On Tuesday October 19th, PIASA is organising a Modern and Contemporary Art auction. Featuring 86 lots, this sale is largely centred on pictorial works from the second half of the 20th century.
PIASA is organising an auction of Modern and Contemporary Art on Tuesday 19 October. Comprising 86 lots, this auction will focus largely on pictorial works from the second half of the 20th century.
A leading figure of his generation in the field of painting, engraving and sculpture, Gérard Garouste, who was born in Paris in 1946 and lives and works between Paris and Normandy, occupies a unique place in the international art world.
Gérard Garouste studied at the Beaux-Arts de Paris from 1965 to 1972 in the studio of the abstract painter Gustave Singuier, where he discovered the work of Marcel Duchamp and Conceptual Art.
At the end of the 1970s, after an exhibition of Jean Dubuffet and works of art brut, he explored figurative and surrealist painting. In 1971, he entered classicism and was one of the initiators of post-modernism.

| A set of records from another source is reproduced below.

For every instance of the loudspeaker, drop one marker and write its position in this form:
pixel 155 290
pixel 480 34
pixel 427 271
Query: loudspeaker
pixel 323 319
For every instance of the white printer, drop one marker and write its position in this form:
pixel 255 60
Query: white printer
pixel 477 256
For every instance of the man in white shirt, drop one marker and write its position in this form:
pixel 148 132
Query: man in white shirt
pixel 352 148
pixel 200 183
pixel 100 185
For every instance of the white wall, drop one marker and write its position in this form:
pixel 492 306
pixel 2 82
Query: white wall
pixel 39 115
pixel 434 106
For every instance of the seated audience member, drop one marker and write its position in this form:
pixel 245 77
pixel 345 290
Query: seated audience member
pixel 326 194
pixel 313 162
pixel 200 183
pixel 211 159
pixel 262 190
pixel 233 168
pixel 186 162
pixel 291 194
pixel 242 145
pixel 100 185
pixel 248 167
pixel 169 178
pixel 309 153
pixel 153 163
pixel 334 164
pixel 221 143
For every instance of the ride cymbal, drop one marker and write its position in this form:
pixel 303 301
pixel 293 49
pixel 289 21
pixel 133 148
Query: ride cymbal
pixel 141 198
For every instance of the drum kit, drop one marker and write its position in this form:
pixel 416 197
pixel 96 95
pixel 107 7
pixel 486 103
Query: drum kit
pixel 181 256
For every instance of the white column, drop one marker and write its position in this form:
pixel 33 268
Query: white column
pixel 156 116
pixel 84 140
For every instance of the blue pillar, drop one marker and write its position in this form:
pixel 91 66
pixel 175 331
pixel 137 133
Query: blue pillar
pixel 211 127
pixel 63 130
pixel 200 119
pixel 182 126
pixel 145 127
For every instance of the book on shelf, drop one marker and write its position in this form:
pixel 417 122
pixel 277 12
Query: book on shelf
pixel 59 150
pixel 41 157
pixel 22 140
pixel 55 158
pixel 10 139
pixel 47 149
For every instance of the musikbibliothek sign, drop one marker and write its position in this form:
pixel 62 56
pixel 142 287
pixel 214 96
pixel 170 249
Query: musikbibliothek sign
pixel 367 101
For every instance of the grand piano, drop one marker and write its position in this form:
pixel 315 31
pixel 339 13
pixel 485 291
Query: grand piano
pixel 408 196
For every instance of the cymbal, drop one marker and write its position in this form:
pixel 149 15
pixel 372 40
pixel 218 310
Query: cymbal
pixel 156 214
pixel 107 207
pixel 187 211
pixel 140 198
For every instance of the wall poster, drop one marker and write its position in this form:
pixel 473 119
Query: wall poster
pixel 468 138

He is fascinated by the origins of Western culture. He studied biblical, mythological and literary texts. He explores the notion of myth, unconsciousness and sacredness. One can find a bit of El Greco and Tintoretto in his paintings.
"I want to take the best of the past, the techniques, the tools, the painting and the best of the present: being unique, iconoclastic, but not in anarchy". The 1980s correspond to a period of full pictorial blossoming, as shown by his early works Atropos, Thanatos and Mirror (1979-80). Garouste reveals his talents as a true figurative painter through a predominant theme in his paintings of this period: Mythology, which for the artist is "both a support and an alibi that allegorically addresses the question of the painter's mission, a messenger between the past and the future, a blind and clairvoyant guide, a double figure, divided between reason and madness, order and excess.
Atropos, Thanatos et miroir, (diptych) from 1979-1980, highlights two characters from Greek mythology: Atropos, daughter of Zeus, and Thanatos, personification of death. "We see that beyond the iconography, the artist seeks to express a filiation with Antiquity and Greek mythology. He tries to rewrite history, to teach the viewer to see the founding myths of his culture from another perspective than the one transmitted to him by school and religious teaching or academic culture.
Artist of international renown, his work is regularly exhibited in France and abroad, notably at the Galerie Durand Dessert, Paris, at the Holly Solomon Gallery in New York in 1982, at the Fondation Cartier, at the Centre Georges Pompidou in 1988, at the Villa Médicis in Rome in 2009, and at the Galerie Daniel Templon, Paris.